The Raven (1915) poster

The Raven (1915)

Rating:


USA. 1915.

Crew

Director/Screenplay – Charles J. Brabin, Based on the Play and Novel The Raven: The Love Story of Edgar Allan Poe by George Cochran Hazelton. Production Company – Essanay Film Mgt Co.

Cast

Henry B. Walthall (Edgar Allan Poe), Wanda Howard (Virginia Clemm/Helen Whitman/Lenore/A Lost Spirit), Ernest Maupain (John Allan)


Plot

Edgar Poe is adopted by his stepfather and takes his name Allan. At college, he spends much time drinking and incurs gambling debts, forcing him to be sent back home. He marries Virginia Clemm but struggles to make a living as a writer. She then dies. Slumping into alcoholism, Poe has visions of a raven appearing to him and sees the ghost of Virginia beckoning from the afterlife.

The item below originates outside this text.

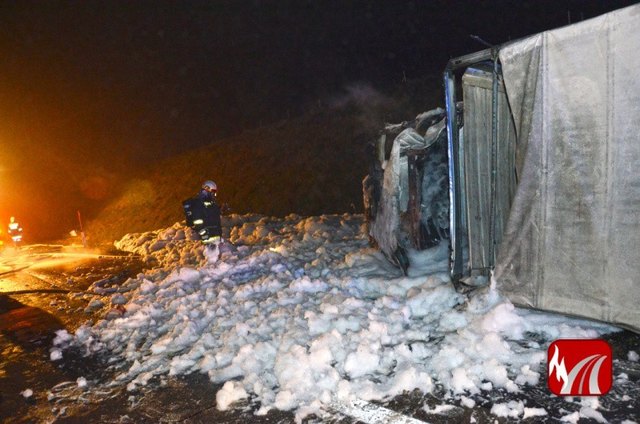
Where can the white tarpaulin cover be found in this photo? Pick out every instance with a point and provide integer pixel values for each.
(572, 242)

This was one of several films based on Edgar Allan Poe’s poem The Raven (1845). The poem features an unnamed narrator who mourns his lost love Lenore and is interrupted by a raven that only speaks the word “nevermore.” There have been several film versions that take the title of the poem, although none of these bear the slightest resemblance to what the poem describes, featuring plots as diverse as The Raven (1935) with Bela Lugosi as a Poe-obsessed madman; Roger Corman’s The Raven (1963), a comedy about warring magicians; The Raven (2007) with a raven-masked killer attacking people at a ball in the present; and The Raven (2012) with Poe himself trying to stop a serial killer influenced by his work. In fact, this version can be considered the only one of the films bearing the title that has anything in it that resembles the substance of the poem.

The film is based on the play The Raven: The Love Story of Edgar Allan Poe (1903) by the actor and playwright George Cochran Hazelton who later adapted the play as a book The Raven: The Love Story of Edgar Allan Poe (‘Twixt Fact and Fancy) (1909). The film purports to be a Poe biopic and covers key events of Poe’s life – his strained relationship with his stepfather; his being evicted from military academy; his marriage to Virginia Clemm and her early death; his struggles with poverty and mounting debts; his reputed drunkenness.

Some of these aspects such as the reports of Poe being a drunkard and opium addict have been revealed as exaggerations that emerged after his death. While Poe did have a fondness for drink, he did so no more than most regular drinkers who occasionally overindulge but hardly to the extent of famous alcoholic writers like Dylan Thomas and Charles Bukowski. The question is to what extent this was publicly known back in 1915; otherwise, it just feels that George Cochran Hazelton is repeating commonly known (or assumed) facts about Poe.

Fully half of The Raven can be thrown into the straight biopic category. I was watching a not very good quality copy pulled off YouTube so it is sometimes hard to tell what is going on. About the halfway point we do get what seem to be a series of dreams(?)/drunken hallucinations(?) as Poe (Henry B. Walthall) is visited by the raven. Sections of the poem are quoted in intertitle cards with the word ‘Nevermore’ appearing in caps.

In between this, Poe has several hallucinations including that of a figure struggling Sisyphus-like up a slope as the word ‘Wine’ appears on a boulder. We get other visions of Poe’s soul departing from his body, he travelling up to the Pearly Gates and being visited by a woman (where it is not clear whether this is Virginia’s ghost or someone else). There is the brief recap of a fairytale (although oddly nowhere do we get any mention of Poe as horror writer). It all emerges as a rather slight and not terribly interesting film.

Charles J. Brabin was a regular director of the silent era and on into the talkies. His greatest fame was probably as the husband of silent movie star Theda Bara. His one other genre film was the amazing The Mask of Fu Manchu (1932) with Boris Karloff as the Chinese super-villain.